The 2025 Edelman Trust Barometer found that trust in the technology sector has been declining for a decade across major global markets. The primary driver is not a lack of innovation. It is a persistent perception that large technology companies act in their own interests at the expense of their communities. Whoop’s lawsuit – regardless of its legal merits – has just added a vivid new chapter to that perception. And the solution to a trust deficit is not more data, more AI, or more performance marketing. It is better communication, more authentic behaviour, and the institutional discipline to ask, before every major decision: “How does this look to the people who matter to us?”

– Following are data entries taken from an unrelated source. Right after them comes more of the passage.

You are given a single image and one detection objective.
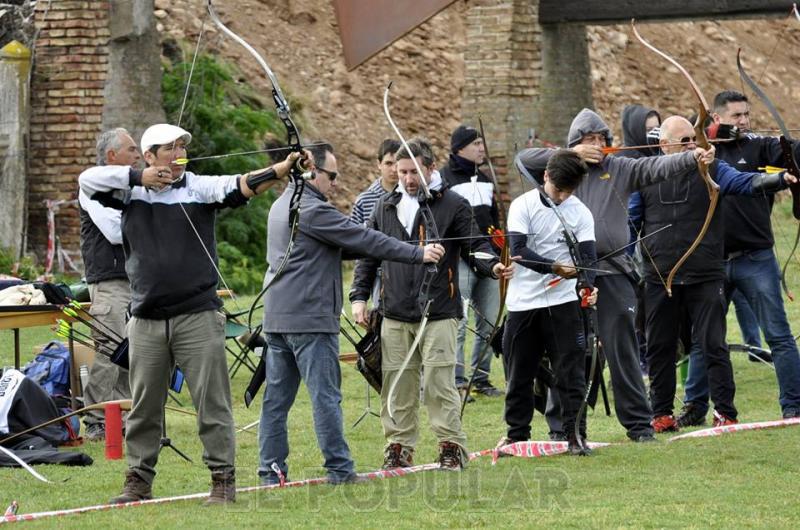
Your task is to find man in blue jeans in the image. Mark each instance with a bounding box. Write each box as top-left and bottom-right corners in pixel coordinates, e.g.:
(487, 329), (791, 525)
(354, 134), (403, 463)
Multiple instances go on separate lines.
(677, 91), (800, 427)
(258, 143), (444, 484)
(439, 125), (503, 396)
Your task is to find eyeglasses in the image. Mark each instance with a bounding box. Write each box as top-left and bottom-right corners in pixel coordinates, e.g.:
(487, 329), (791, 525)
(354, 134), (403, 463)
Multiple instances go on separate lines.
(317, 167), (339, 182)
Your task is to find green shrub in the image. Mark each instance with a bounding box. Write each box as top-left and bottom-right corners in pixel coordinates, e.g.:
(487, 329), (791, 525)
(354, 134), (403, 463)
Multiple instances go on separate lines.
(162, 49), (284, 293)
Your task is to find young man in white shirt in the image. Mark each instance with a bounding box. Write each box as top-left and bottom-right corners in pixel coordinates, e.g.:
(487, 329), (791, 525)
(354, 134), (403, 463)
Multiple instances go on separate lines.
(501, 149), (597, 455)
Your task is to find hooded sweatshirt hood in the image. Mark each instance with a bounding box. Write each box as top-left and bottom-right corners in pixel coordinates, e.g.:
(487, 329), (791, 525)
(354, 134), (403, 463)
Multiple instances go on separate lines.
(622, 105), (661, 156)
(567, 109), (614, 147)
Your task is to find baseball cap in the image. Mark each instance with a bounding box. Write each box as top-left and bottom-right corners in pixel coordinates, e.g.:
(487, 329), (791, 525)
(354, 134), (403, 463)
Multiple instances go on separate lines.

The Punchline That History Will Remember
Here is the ultimate irony of this moment. The world’s largest advertising holding company is selling its PR division because it believes the future belongs to algorithms. And the world’s hottest fitness wearable – flush with $500 million in fresh capital – just demonstrated that without the human judgment PR provides, your algorithms, your lawyers, and your balance sheet can all be turned against you by a two-year-old startup with a smartphone camera and a calm, clear story to tell.
WPP is not wrong that the industry is changing. They are wrong about what that change means. The need for someone in every organisation whose job is to ask “How will this look?” has never been greater. In a world where a single video can dismantle a 111-page legal complaint and reach hundreds of thousands of people before the defendant’s lawyers have finished their morning coffee, reputation is not a line item. It is the foundation on which everything else is built.
Whoop spent $500 million raising capital. They apparently spent nothing on someone to tell them their legal strategy was about to become a masterclass in how not to manage your brand. That is not a legal failure. It is a communications failure. And it is the most expensive kind.